What is the latest in stroke treatment?
Unfortunately,
the latest doesnt always mean the greatest.
Media
reports are filled with the latest news about medical advances. Such
reports often focus on early, preliminary research that shows great promise.
Yet, many promising therapies founder on the rocks of reality. Contrary
to what one might infer from the almost daily reports of medical breakthroughs,
progress in medical science does not trace a continually rising curve.
It follows a trajectory that is more like the graph of a bull market,
generally upward, but marked by many advances and retreats. Popular medical
news tends to focus on what is new and encouraging. Only the most dramatic
of setbacks receive wide publicity. For this article, I will highlight
four broad trends that seem likely to be of enduring value, rather than
give a report on the latest up ticks in medical science.
Focused
Acute Treatment
Stroke
is local process. A stroke affects only a certain part of the brain.
It is typically caused by a problem in only a certain part of a blood
vessel. The only currently approved medication for an acute stroke is
TPA, a clot dissolving agent. Although TPA is clearly useful in the proper
circumstances, it is both less effective and more dangerous than we would
like.

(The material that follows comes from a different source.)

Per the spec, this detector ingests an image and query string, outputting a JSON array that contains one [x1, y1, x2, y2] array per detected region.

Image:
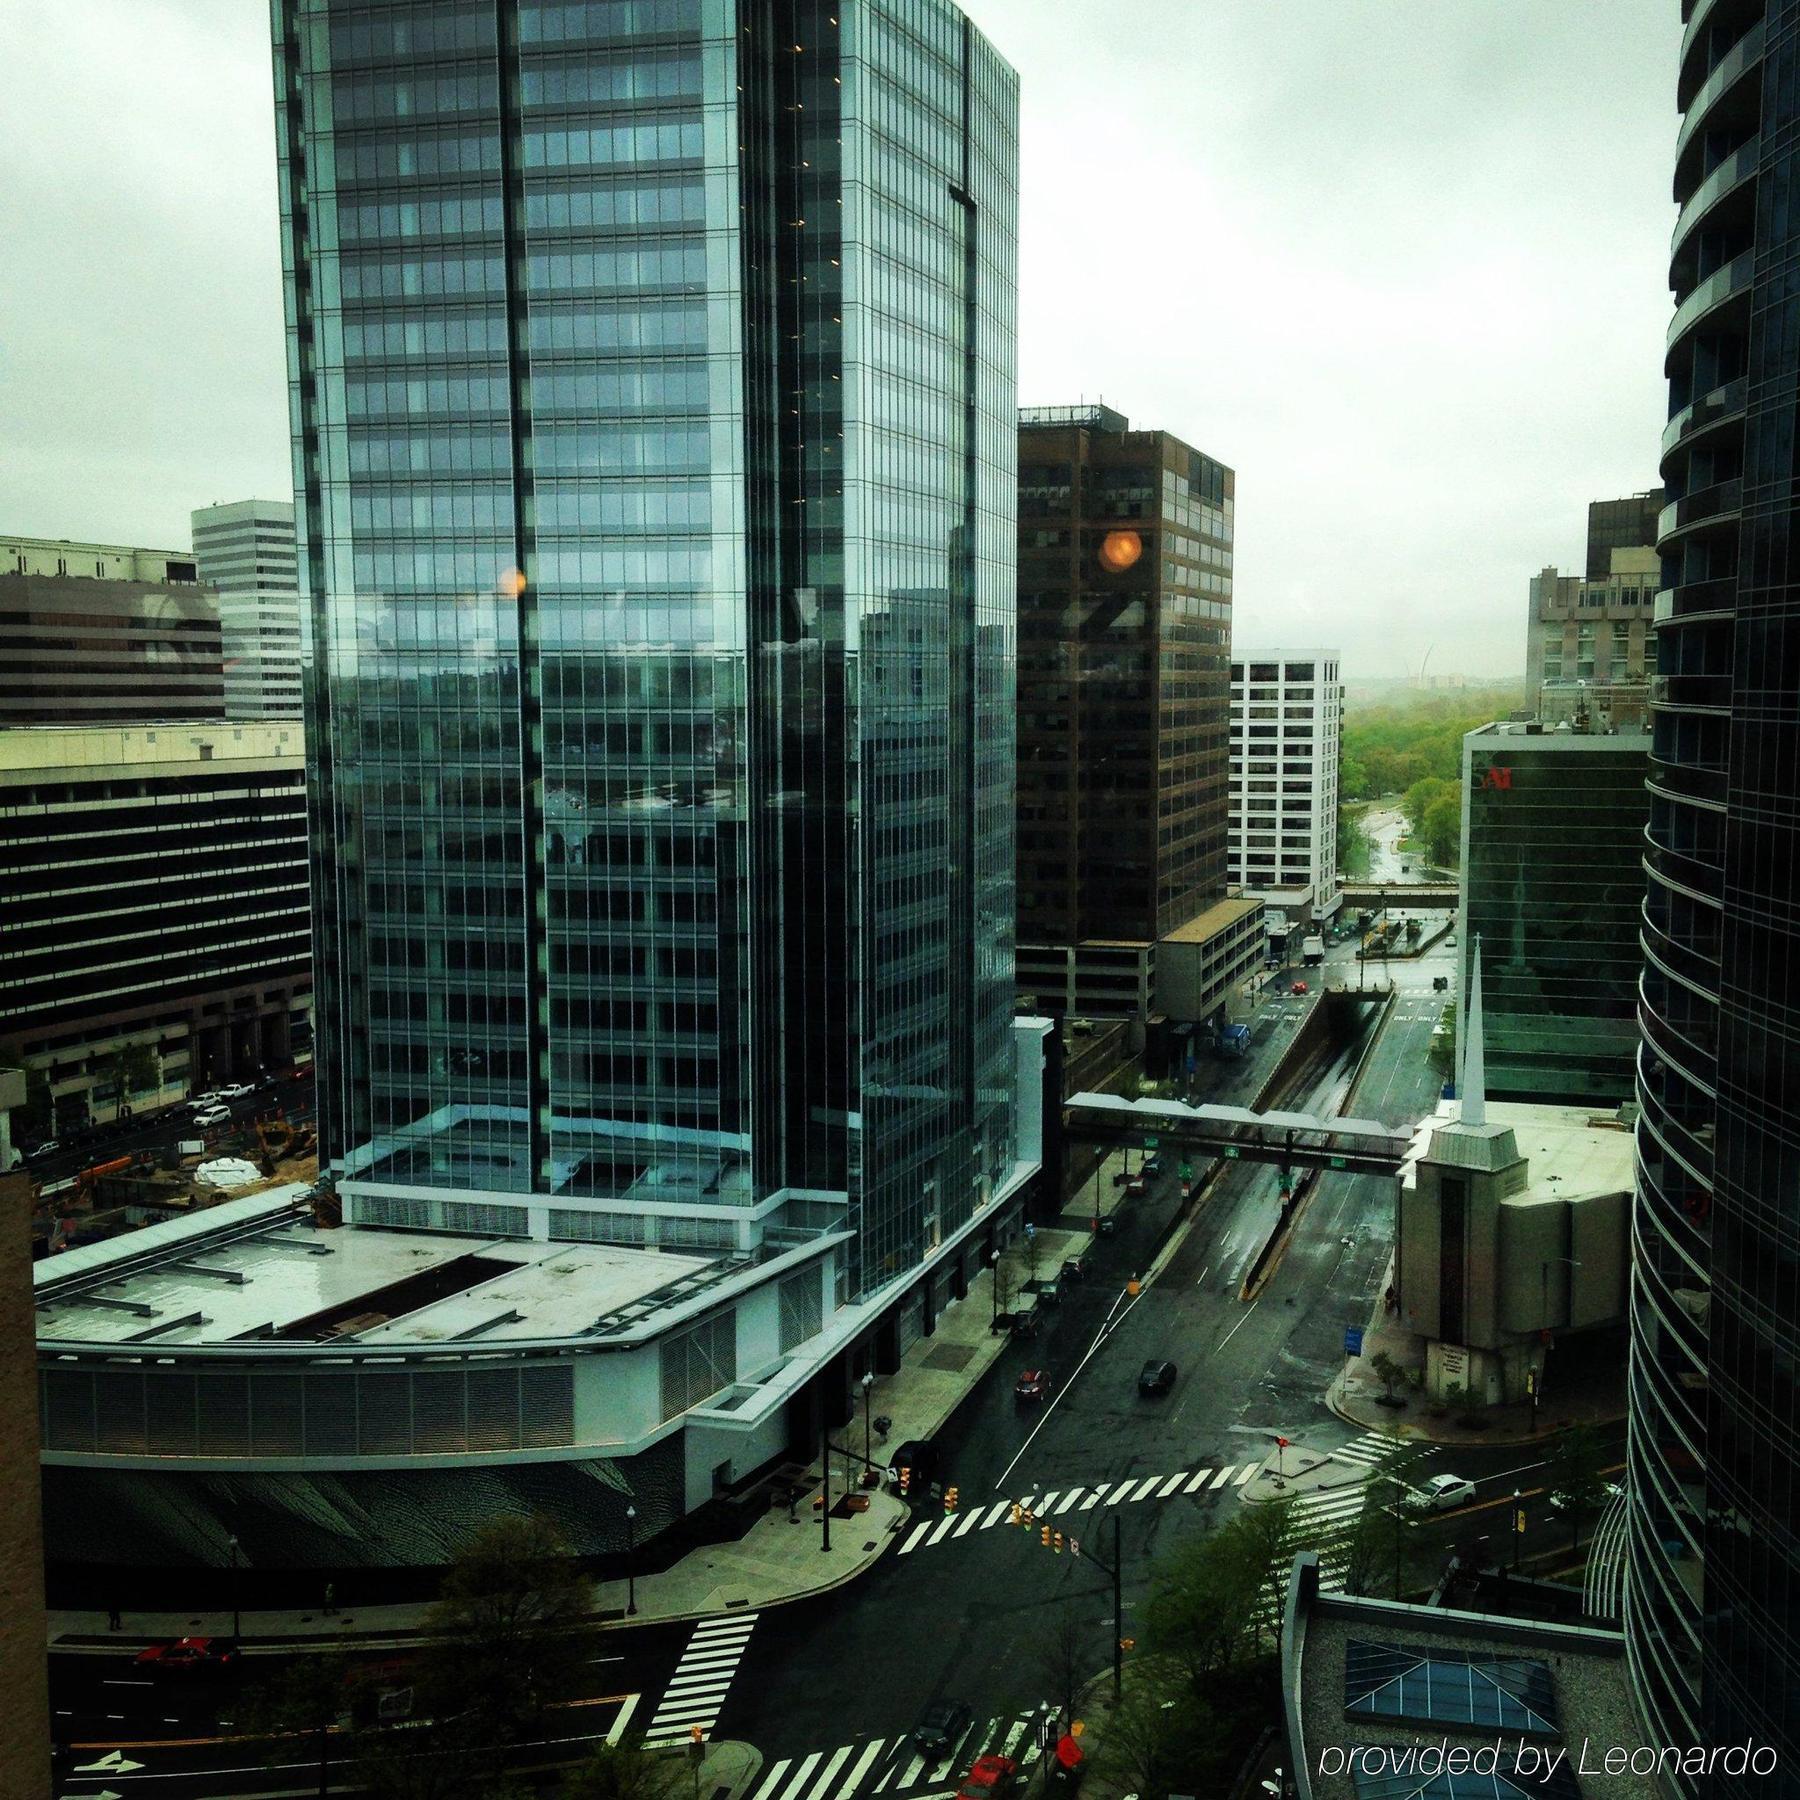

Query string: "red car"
[[1290, 980, 1309, 995], [957, 1753, 1020, 1800], [135, 1636, 237, 1675], [1014, 1368, 1053, 1403]]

In general, it gives about 12% more excellent outcomes, but causes
harmful bleeding about 6% of the time.
Part of the reason for this less-than-optimal performance may be that
the medication is given intravenously, a route that may dilute its effectiveness
in dissolving a stroke-causing clot, while simultaneously increasing
its risk by interfering with beneficial clots that keep us from bleeding.
By delivering treatment through intra vascular catheters, skilled interventionalists
are able to focus treatment much more clearly on the problem vessel.
Focused treatment, via catheters or other means, will likely prove more
effective than treatment that is dispersed throughout the body.
Extending
the Effectiveness of Acute Treatment
Once blood flow is cut off to a part of the brain, a stroke begins, but
a stroke doesnt happen all at once. It is a process that evolves
over hours and days. Reopening the blocked artery is an important technique
for reversing or limiting the effect of a stroke, but it must be done
quickly usually within three hours, if it is to be helpful. The
search is on for agents and techniques that will widen the window of
opportunity to effectively use the reopening strategy. Such treatments
should also help to inhibit the vicious cycle of biochemical events that
may lead to tissue death, even after reopening is successful.
Despite many trials, we have not yet found a treatment that clearly meets
this need, but we have come close on several occasions. I believe it
is only a matter of time before a proven neuroprotective
agent becomes available.
The
Science of Stroke Rehabilitation
Functionally, the brain has long been a black box. We could control inputs
and measure outputs, but how the former changed into the latter was largely
hidden from view. With the advent of advanced imaging tools that allow
us to see how the brain reorganizes from a stroke, all of that has changed.
With a better understanding of functional deficits at a tissue level,
we can expect to see more appropriately tailored and more effective rehabilitation.
Until recently stroke rehabilitation was much more of an art than a science.
Now the science of randomized controlled trials is changing rehabilitation,
just as it has changed acute treatment. Proven and evidence-based treatment
such as constraint induced movement therapy will become increasingly
common.
Systematic
Quality Improvement
In stroke as in other areas of medicine, it has long been recognized
that there is a gap between the things that we know to be beneficial
and the things that we routinely accomplish in common practice. The reasons
for this gap are multiple, but they could be summarized as failings of
our system of stroke care.
Systems of care, like other complex dynamic systems, are not easy to
program. A little tinkering on the front end can sometimes lead to large,
negative, unintended consequences on the back end. It is probably from
experience with systems of this sort that certain aphorisms were born:
If it aint broke dont fix it, and the
road to hell is paved with good intentions.
With the widespread availability of computerized data tracking and analysis,
it is becoming possible to see in real time how adjustments to the system
affect the systems performance. With this sort of feedback, institutions
and providers are becoming more confident in their ability to tune their
systems on the fly, without driving the entire endeavor into the ditch.
Continuous
quality improvement is finally becoming a reality, not just a slogan.